The things we fill our lives with. Our time. Our minds. The priority we place on those things. Their weight. Their burden. A mass that grows.

A black round button fell to the ground as I pulled my keys from my pocket this morning. Five, maybe six months ago, it had detached from my coat, leaving behind ripped tendrils of dark grey thread, severed, bunched together like a prodded spider. I picked it up from the floor and held it in my hand, the pleasing memory of its comfortable form and weight returning instantly. Its prolonged stay in my pocket had now been almost a half-year-long deceit, since I had no real intention of sewing it back on. There seemed little point in returning it to my pocket, yet I was unable to accept the defeat of throwing it away. It was smooth and it weighed so little. What harm could it do to hold onto it for a little longer? I liked its feel. I’d become used to it being there, perhaps for no other reason than to bring me this small occasional pleasure. My neck was cold without being able to fasten the collar: maybe I even believed that I might yet repair the coat. Turning it over between my fingers, I smiled, not specifically at the scale of this small joy, in so much as the harmony that the suture of these few questions and answers had brought.

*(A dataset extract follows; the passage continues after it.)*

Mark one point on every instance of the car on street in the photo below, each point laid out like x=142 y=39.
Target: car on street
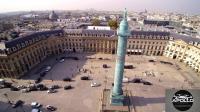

Later, at the train station, I pulled my ticket from the same pocket and fed it into the slot at the front of the automated gate. A second or so passed as it fed through a few inches of that contraption and reappeared at the top of the machine and, like the button earlier, again I found myself trapped by a heightened awareness of an unremarkable thing, an insignificant event. I removed the ticket and the gates opened like saloon doors in front of me, but as I walked through I suddenly couldn’t bear to sense the moment so quickly becoming the past. Just gone like that and already with so much other information clamouring to bury each previous sensation. I wanted the moment back, to find it again, to live it once more; not because it had any particular value, but precisely because it seemed so wonderful for being without any.  I walked up the stairs, turned right and towards the end of the platform, losing grasp of that delicacy – that insignificance – all the time; dismantled like the wind strips the seeded head of a dandelion. Metaphor came to terminally diminish the sensation. I wondered if it had appeared like a flower only in my mind: that which might be ignored as a weed by most others.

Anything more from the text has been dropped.